¹Medizinische Klinik II, Universitätsklinikum Bonn
²Center for Molecular Medicine Cologne (CMMC) und Institut für Humangenetik, Universität Köln
³Medizinische Poliklinik, Universitätsklinikum Bonn
⁴Städtisches Klinikum St. Georg, Leipzig

Congress Abstract

Introduction: Sarcoidosis is an inflammatory granulomatous disorder that primarily affects lungs and lymph nodes. Recently, a significant association of sarcoidosis with a frequent SNP in the BTNL2 gene, rs2076530, was described in a German sarcoidosis sample. BTNL2 is a member of the immunoglobulin gene family and is related to CD80 and CD86 co-stimulatory receptors, although its exact function is unknown.
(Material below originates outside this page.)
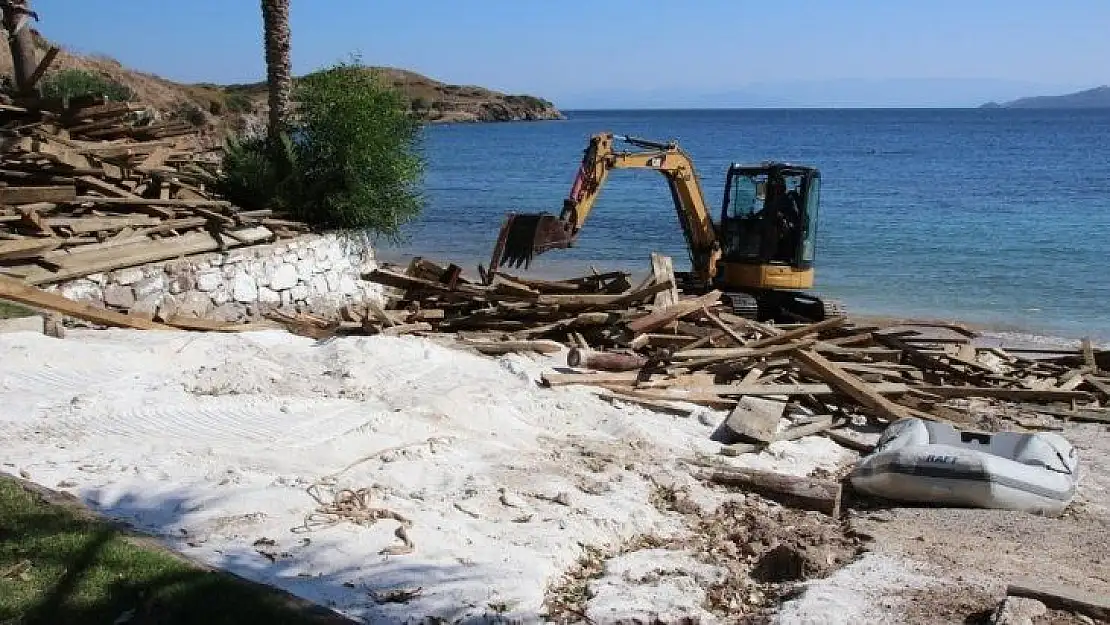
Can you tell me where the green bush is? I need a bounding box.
[40,69,134,102]
[224,91,253,113]
[220,58,424,240]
No replication of the BTNL2 rs2076530 susceptibility to sarcoidosis has yet been done in an independent German case-control study. We therefore performed a case-control association study including 210 patients with sarcoidosis and 202 controls. Methods: Genotyping of rs207653 was performed using Taqman technique. Results: The genotype distributions in the cohort were in accordance with the Hardy-Weinberg equilibrium. The A-allele frequency of rs2076530 was significantly increased in sarcoidosis patients compared to controls (A=0.6929, G=0.3071 in cases and A=0.6188, G=0.3812 in controls). It was significantly associated with an increased risk of sarcoidosis in co-dominant and dominant models (OR=2.31 (1.27–4.23); P<0.006, table 1), but not in a recessive model (p=0.276). The calculated population attributable risk (PAR) for AA homozygotes and AG heterozygotes was 34.6%. Our results were in accordance with the reported association between BTNL2 and sarcoidosis and replicated the finding that A-allele carrier of rs2076530 have a more than two-fold increased risk to develop sarcoidosis compared to GG homozygotes in German population. In addition, we tested, whether this increased risk is present in both, chronic and acute forms of sarcoidosis. Interestingly, we found the chronic form significantly associated with the A-allele in co-dominant and dominant models (OR=2.87 (1.29–6.42); P<0.0069, table 1), but not the acute form, with a population attributable risk (PAR) for AA homozygotes and AG heterozygotes of 50%. Discussion: This study underlines the importance of the association of BTNL2 rs2076530 variant with the susceptibility to sarcoidosis in a German population and furthermore our data suggests that susceptibility is preferentially towards the chronic form of the disease.